The Philippines, Malaysia, Indonesia, Vietnam and Taiwan on Thursday rejected the new edition of China’s “standard map”, which has already drawn strong protests from India.

China, in the 2023 edition of its map, released on Monday showed Arunachal Pradesh, the Aksai Chin region, Taiwan and large parts of the South China Sea as part of its territory. India asserts that Arunachal Pradesh and Aksai Chin are parts of its territory.

China sees Taiwan, which is a self-governed territory, as a province that is to be unified with the Chinese mainland. Taiwan, Vietnam, the Philippines, Malaysia and Brunei have disputed Beijing’s claims over parts of the South China Sea.

On Tuesday, India had said that China’s territorial claims on the map “have no basis” and that such steps by Beijing only complicate the resolution of the boundary dispute.

External Affairs Minister S Jaishankar had termed China’s assertions as absurd and said that the country has a habit of releasing such maps but such claims do not change anything. In response, China had told India to refrain from “over-interpreting” the map.

On Thursday, the Philippines called on China to “act responsibly” and abide by its obligations under international law.

“This latest attempt to legitimise China’s purported sovereignty and jurisdiction over Philippine features and maritime zones has no basis under international law, particularly the 1982 United Nations Convention on the Law of the Sea,” the country’s foreign ministry said in a statement.

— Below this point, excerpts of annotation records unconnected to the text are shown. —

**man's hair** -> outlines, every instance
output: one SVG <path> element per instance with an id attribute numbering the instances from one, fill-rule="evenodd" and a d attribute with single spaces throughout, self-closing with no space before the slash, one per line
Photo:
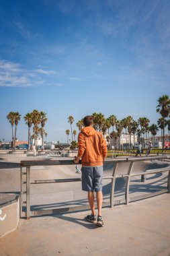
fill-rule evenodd
<path id="1" fill-rule="evenodd" d="M 83 118 L 83 124 L 85 127 L 90 126 L 93 124 L 93 117 L 92 116 L 86 116 Z"/>

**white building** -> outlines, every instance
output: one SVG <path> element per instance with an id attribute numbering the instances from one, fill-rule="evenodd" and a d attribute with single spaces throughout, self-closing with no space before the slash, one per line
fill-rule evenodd
<path id="1" fill-rule="evenodd" d="M 117 139 L 115 139 L 114 138 L 110 138 L 109 140 L 107 140 L 107 136 L 108 136 L 108 133 L 105 134 L 105 138 L 107 141 L 107 144 L 112 147 L 112 146 L 114 146 L 114 147 L 118 147 L 119 146 L 119 138 L 117 138 Z M 134 146 L 134 142 L 138 141 L 138 137 L 137 135 L 135 135 L 134 136 L 133 134 L 131 134 L 130 135 L 129 133 L 122 133 L 121 134 L 120 138 L 120 145 L 121 148 L 128 148 L 130 147 L 130 143 L 131 142 L 131 146 Z"/>
<path id="2" fill-rule="evenodd" d="M 34 144 L 34 139 L 32 139 L 33 145 Z M 42 146 L 42 138 L 37 138 L 36 139 L 36 146 Z"/>

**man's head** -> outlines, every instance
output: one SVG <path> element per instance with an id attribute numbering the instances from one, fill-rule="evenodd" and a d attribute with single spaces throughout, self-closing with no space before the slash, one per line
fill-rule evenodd
<path id="1" fill-rule="evenodd" d="M 92 116 L 86 116 L 83 118 L 83 124 L 85 127 L 90 126 L 93 125 L 93 117 Z"/>

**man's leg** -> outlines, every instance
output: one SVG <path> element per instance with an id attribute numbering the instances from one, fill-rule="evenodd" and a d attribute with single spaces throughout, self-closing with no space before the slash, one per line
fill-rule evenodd
<path id="1" fill-rule="evenodd" d="M 95 198 L 93 192 L 88 192 L 88 200 L 91 210 L 91 214 L 95 215 Z"/>
<path id="2" fill-rule="evenodd" d="M 102 191 L 96 192 L 97 205 L 98 209 L 98 216 L 101 216 L 101 208 L 103 203 L 103 193 Z"/>

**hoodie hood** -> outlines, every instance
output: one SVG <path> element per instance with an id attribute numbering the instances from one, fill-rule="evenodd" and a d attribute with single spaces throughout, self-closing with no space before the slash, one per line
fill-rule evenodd
<path id="1" fill-rule="evenodd" d="M 81 131 L 85 133 L 86 136 L 91 136 L 96 133 L 96 131 L 91 126 L 87 126 L 82 129 Z"/>

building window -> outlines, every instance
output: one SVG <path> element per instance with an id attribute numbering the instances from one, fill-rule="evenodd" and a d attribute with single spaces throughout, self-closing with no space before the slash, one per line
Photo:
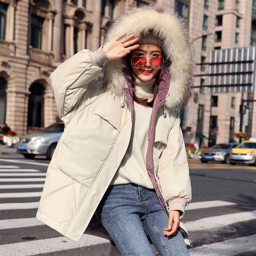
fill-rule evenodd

Malaysia said that it does not recognise Beijing’s claims in the South China Sea and that the new map holds no binding authority over Kuala Lumpur, according to Reuters. The country said that it sees the South China Sea as a complex and sensitive matter.

Malaysian Foreign Minister Zambry Abdul Kadir said that they will send a protest note to China over the map, reported PTI.

Indonesia’s Foreign Minister Retno Marsudi asserted that China’s map must be in accordance with the UN Convention on the Law of the Sea, 1982, which established a legal framework for all marine and maritime activities.

“Indonesia’s position is not a new position, but a position that has always been conveyed consistently,” Marsudi said, according to Channel News Asia.

Vietnam said China’s new map violates both the Vietnamese as well as international laws and added that the territorial claims by Beijing are invalid.

“Vietnam resolutely opposes all China’s claims in the South China Sea based on the dotted line,” a spokesperson for Vietnam’s foreign affairs ministry said, according to Bloomberg.

Taiwan also strongly rebuked the map, saying that it is “absolutely not a part” of the People’s Republic of China.

“No matter how the Chinese government twists its position on Taiwan’s sovereignty, it cannot change the objective fact of our country’s existence,” Foreign Ministry spokesperson Jeff Liu said, according to Reuters.

As objections mounted, China on Friday said that countries should see its new edition of the map in an “objective and rational” way.

“China’s position on the South China Sea is consistent and clear,” Foreign Ministry spokesperson Wang Wenbin said. “The competent authorities of China routinely publish standard maps of various types every year, which aims to make standard maps available to all sectors of society and raise public awareness of the standardized use of maps.”